The new app will allow New Yorkers to avoid commuting through poorer air quality

New Yorkers will now be able to choose the path with cleaner air.

For those who need to get around when air quality is poor, new technology will enable them to use the route that is safest for their health.

Airways, a new map-based app launched Monday at the start of Climate Week in New York City, will provide cleaner-air routes for travelers within New York City.

Air quality in major cities has deteriorated in recent decades for various reasons, including additional pollution from a growing population as well as impacts associated with climate change, such as an increase in large wildfires and seasons with higher pollen counts, says Purvi Parikh, an allergist and immunologist. . at NYU Langone Health, told ABC News.

Air pollution is the fourth leading cause of death globally, causing nearly 7 million deaths in 2019, according to research by State of Global Air, which publishes a report card on air pollution exposure and its effects on human health.

Parikh said that constant exposure to polluted air increases inflammation in the body, and can cause short-term symptoms such as itching, watery eyes, nasal congestion, headache, shortness of breath, coughing and skin irritation.

Vulnerable populations, such as the elderly, very young or pregnant women, and those with pre-existing conditions such as asthma, chronic lung or heart disease or allergies, can suffer on days with poor air quality, Parikh said. Taking alternative approaches can prevent symptoms from getting worse.

“They can prioritize their health by choosing those routes with clean air,” she said.

Additionally, those who are concerned about traveling when air quality is poor should limit their time outside to what is absolutely necessary and wear a medical mask, such as N95 or KN95 masks, Parikh said. If possible, they should also run a HEPA air purifier indoors.

The easy-to-use map highlights the intersections between air pollution and pollen along city roads, providing information to users that essentially outlines a route to travel with cleaner air, as well as which routes to avoid.
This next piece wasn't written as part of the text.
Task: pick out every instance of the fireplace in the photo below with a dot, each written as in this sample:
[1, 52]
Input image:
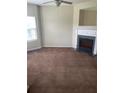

After entering a start and end destination, the tool populates the least pollution path based on the real-time air quality index (AQI) and levels of common pollens, such as ash, grass, and ragweed. Users can then fill in the cleanest route in Google Map or Apple Map to navigate to their destination.

“It’s as simple as if you wanted to walk from one point to another or you wanted to bike from one point to another,” Ambi co-founder Jaideep Singh told ABC News.

The app, a partnership between the environmental intelligence agency Ambee and Allegra, the allergy drug company, will launch a pilot platform in New York City this week and will continue to roll out the technology in locations across the United States in 2024, Singh said.

The innovators behind the airlines believe the technology will enable people to prioritize their health by choosing routes with cleaner air.